Na investigação aos homicídios do padre Max e de Maria de Lurdes a Polícia Judiciária enveredou pela linha do crime passional, ignorando tratar-se de um crime político, e não chegou a nenhum responsável. Só na década de 1980, quando a investigação recomeçou do zero e com a linha investigativa do crime político, é que houve resultados.

O primeiro processo da rede bombista chegou ao fim a 6 de julho de 1978 e o Tribunal Judicial de Vila Real condenou Ramiro Moreira a 21 anos de prisão.
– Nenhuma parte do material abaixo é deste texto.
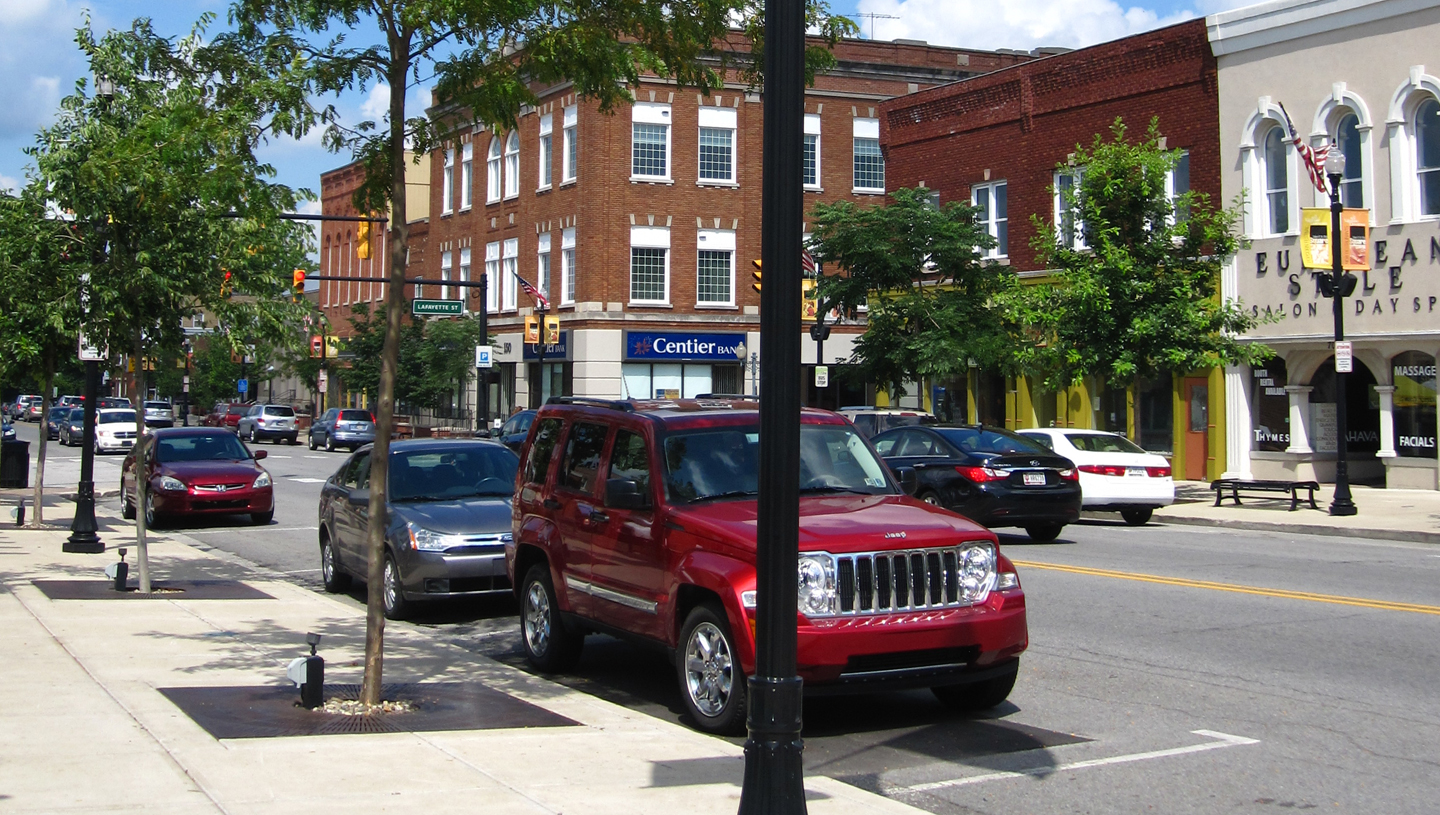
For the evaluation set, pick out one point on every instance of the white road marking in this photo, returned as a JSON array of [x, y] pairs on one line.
[[1220, 740]]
O contrário aconteceu com Joaquim Ferreira Torres, financiador do MDLP desde o primeiro momento, que foi ilibado, mesmo depois de ter sido provado que foi ele quem pagou a bomba colocada no carro de Max – falou-se na altura de interferências políticas e militares, além de subornos a magistrados.

As bombas não deixaram de rebentar, e temendo ser novamente implicado em processos judiciais, Ferreira Torres ameaçou denunciar os bombistas e os seus livros de contas. Foi a sua sentença de morte.
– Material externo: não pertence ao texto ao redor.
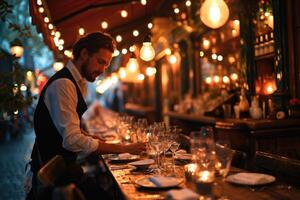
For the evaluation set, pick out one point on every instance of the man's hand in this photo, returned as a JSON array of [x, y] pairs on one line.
[[135, 148]]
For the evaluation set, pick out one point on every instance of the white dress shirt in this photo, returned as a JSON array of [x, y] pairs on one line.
[[61, 102]]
Em agosto de 1979, o empresário foi mortalmente baleado. Não se sabe ainda hoje por quem, mas foi claramente às mãos de profissionais por causa do modus operandi usado. Este facto e o de Ferreira Torres ter sido um dos financiadores do MDLP lançaram a PJ do Porto no encalço da rede bombista na investigação aos homicídios do padre Max e de Maria de Lurdes.

Décadas de avanços e recuos fizeram com que a sentença pelos assassínios apenas fosse conhecida em 1999, num processo com 15 volumes e mais de quatro mil páginas. O MDLP foi condenado como a organização que financiou e planeou o atentado terrorista, enquanto os alegados executantes foram absolvidos por falta de provas e os responsáveis morais nunca foram levados à justiça.

Sabe-se, no entanto, que o plano foi delineado por quatro figuras influentes da extrema-direita bombista: o cónego Eduardo Melo, o tenente-coronel Canto e Castro e os empresários Rui Castro Lobo e Joaquim Ferreira Torres. E, diz Miguel Carvalho, se o MDLP foi condenado, muito se deveu aos esforços incessantes do inspetor da PJ do Porto Artur Pereira, do procurador Paulo Sá e de Mário Brochado Coelho, advogado das vítimas.

“O modo como foram investigados e julgados os processos relativos a ‘crimes de direita’ foi mais benévolo. Encobriram-se responsabilidades e responsáveis deliberadamente. O caso do padre Max e da Maria de Lurdes foi um paradigma de obstrução sistemática à descoberta da verdade. E estivemos muito perto de sabê-la toda”, disse Brochado Coelho, citado por Miguel Carvalho.